I’ve ran the program 5 times with each variant and the results are:

  • using random(): 0.3685 0.3615 0.3625 0.3635 0.361
  • using randint(): 0.3715 0.3625 0.3565 0.371 0.3585

When Test #4 fails (using random()), this is what I find in the browser console:

> FAIL: test_prob_experiment (test_module.UnitTests.test_prob_experiment)
> Traceback (most recent call last):
> File "/home/pyodide/test_module.py", line 16, in test_prob_experiment
> self.assertAlmostEqual(actual, expected, delta = 0.01, msg = 'Expected experiment method to return a different probability.')
> AssertionError: 0.262 != 0.272 within 0.01 delta (0.010000000000000009 difference) : Expected experiment method to return a different probability.

The test is run with these if you want to try what happens with the two methods

 hat = Hat(blue=3,red=2,green=6)
 probability =experiment(hat=hat, expected_balls={"blue":2,"green":1}, num_balls_drawn=4, num_experiments=1000)
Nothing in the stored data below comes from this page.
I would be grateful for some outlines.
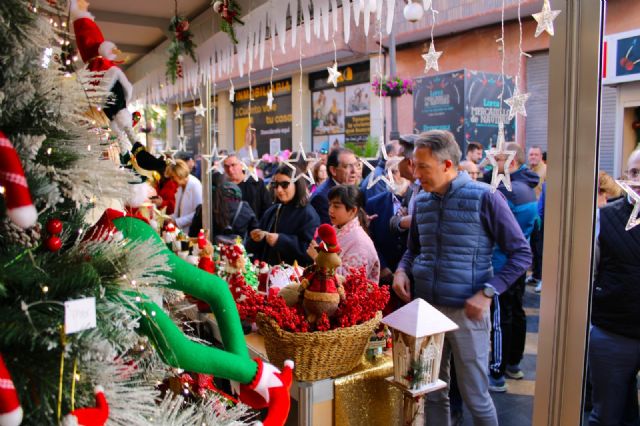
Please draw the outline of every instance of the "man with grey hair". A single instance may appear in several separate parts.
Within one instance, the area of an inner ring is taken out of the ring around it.
[[[462,399],[476,425],[497,425],[489,394],[489,308],[531,263],[531,251],[500,192],[458,174],[460,148],[450,132],[423,133],[415,142],[416,198],[408,247],[393,289],[408,302],[420,297],[451,318],[459,329],[445,335],[440,378],[449,382],[453,354]],[[494,275],[494,245],[506,253]],[[409,274],[413,275],[411,288]],[[448,389],[426,397],[427,424],[449,424]]]

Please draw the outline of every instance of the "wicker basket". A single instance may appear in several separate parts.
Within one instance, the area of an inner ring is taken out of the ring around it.
[[[284,331],[264,314],[258,314],[256,323],[264,336],[269,362],[282,368],[284,361],[291,359],[296,363],[296,379],[313,381],[336,377],[357,367],[381,318],[382,313],[378,312],[359,325],[313,333]]]

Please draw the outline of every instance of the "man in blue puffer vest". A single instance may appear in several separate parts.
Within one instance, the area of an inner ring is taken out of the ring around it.
[[[394,276],[398,296],[420,297],[458,324],[445,336],[440,379],[449,382],[453,354],[460,393],[475,425],[497,425],[489,395],[489,308],[531,264],[529,243],[500,192],[458,174],[460,148],[453,135],[434,130],[415,142],[414,173],[424,192],[418,195],[407,251]],[[493,247],[507,260],[494,275]],[[411,288],[408,274],[414,279]],[[427,424],[449,424],[448,389],[426,397]]]
[[[540,176],[526,167],[524,150],[520,145],[511,142],[505,149],[516,153],[511,164],[507,165],[511,176],[511,191],[507,190],[503,183],[498,186],[498,191],[507,199],[511,212],[528,240],[538,220],[538,200],[534,188],[538,186]],[[501,173],[505,167],[504,157],[506,156],[496,156],[498,171]],[[483,179],[487,183],[491,182],[491,174],[487,173]],[[507,254],[496,245],[493,249],[494,273],[499,273],[506,262]],[[527,318],[523,307],[526,278],[526,273],[522,274],[507,291],[494,298],[491,310],[493,328],[489,364],[489,390],[493,392],[507,391],[505,374],[516,380],[524,378],[520,361],[527,336]]]

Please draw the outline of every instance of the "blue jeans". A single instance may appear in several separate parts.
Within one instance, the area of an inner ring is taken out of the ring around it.
[[[589,425],[640,425],[636,384],[640,340],[593,326],[589,338],[589,370],[593,386]]]

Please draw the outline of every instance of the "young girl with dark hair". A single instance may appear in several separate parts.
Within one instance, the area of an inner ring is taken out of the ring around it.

also the solution used to verify if the tests work uses randrange

I’ve found this in the Python Documentation regarding randrange():

Changed in version 3.2: randrange() is more sophisticated about producing equally distributed values. Formerly it used a style like int(random()*n) which could produce slightly uneven distributions.

So apparently the recommended way to generate random integers is to use randrange() or randint() (which is an alias of randrange()).

Test #4 probably uses a seed in order to produce the same results every time the test is run and this in combination with int(random()*n) producing slightly uneven distributions of random numbers causes the test to fail because the result is a little bit out of expected delta (0.01 delta (0.010000000000000009 difference)).

Lesson learned and best practice:
use randrange() or randint() when generating random integers in Python.